L’arrêté du 30 juin 2017 a redéfini le contenu de formation aux gestes qui sauvent et précisé les acteurs formateurs. L’objectif est d’arriver à former 80 % de la population dans les cinq ans. Les professionnels de santé doivent aussi être formés avec une mise à jour des connaissances tous les quatre ans.
- La facilitation de la mise à disposition des défibrillateurs.
C’est favoriser l’implantation y compris dans les lieux d’habitation notamment collectifs.
C’est créer une obligation de maintenance avec une définition de l’exploitant du DAE.

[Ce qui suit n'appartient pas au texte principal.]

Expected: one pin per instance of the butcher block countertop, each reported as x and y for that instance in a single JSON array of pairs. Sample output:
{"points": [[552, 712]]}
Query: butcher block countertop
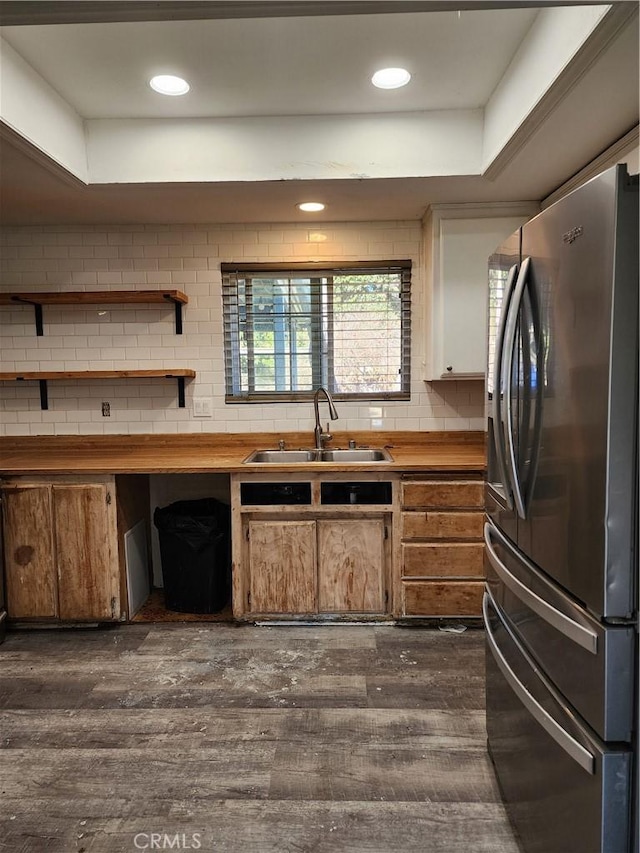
{"points": [[412, 452]]}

C’est géolocaliser les DAE dans le cadre d’une base de données nationale.
- L’optimisation du parcours de soins des patients victimes d’un arrêt cardiaque.
Le parcours de soins spécialisé et régulé fait partie du projet régional de santé.
- L’évaluation des prises en charge et le développement de la recherche.
L‘évaluation permet d’améliorer les pratiques, c’est ce que font le Centre d’Expertise de la Mort Subite et le registre RéAC. C’est aussi rechercher comment prévenir la mort subite et définir les personnes à risques. Cette lutte contre la mort subite nécessite l’action synergique entre tous les acteurs et à tous les niveaux d’intervention.
Une proposition de loi relative au défibrillateur cardiaque a été adoptée à l’unanimité par l’Assemblée nationale en octobre 2016 (texte n° 827).
- Le premier article concerne la sécurité des personnes. Il doit permettre de déterminer les types et catégories d’établissements recevant du public tenus de s’équiper d’un DAE.
- Le second concerne l’obligation de maintenance des appareils par les propriétaires.
- Le troisième demande la création d’une base de données nationale des DAE relative à leur implantation et à leur accessibilité, base confiée à un organisme désigné par décret.
Ce texte a été transmis au Sénat qui ne l’a pas encore mis à l’ordre du jour.
Il permettrait d’avancer et de clarifier une situation pour le moins ambiguë et facilitant les dérives.
ARLoD souhaite que ce texte puisse être mis en application rapidement et le relais pris par cet organisme. ARLoD est prêt à collaborer ou à accepter que le travail lui soit confié avec les moyens de le réaliser efficacement.
Conclusion et suite à donner
Notre séminaire ‘’Mort subite et défibrillation précoce : les clés de la réussite’’ a mis en évidence les améliorations possibles à toutes les étapes de la prise en charge.
Pour être réalisées, elles nécessitent une véritable volonté politique car elles concernent le Ministère des Solidarités et de la Santé, le Ministère de l’Éducation nationale et le Ministère de l’Intérieur ainsi que l’ensemble des acteurs.
Les travaux de cette journée vont permettre de rédiger un livre blanc avec un plan à cinq ans et des propositions d’actions d’information et de sensibilisation répétitives vis-à-vis de la population, comme cela a été fait pour les grandes causes nationales de santé publique. Merci par avance à toutes celles et ceux qui vont nous aider à rédiger ce livre blanc.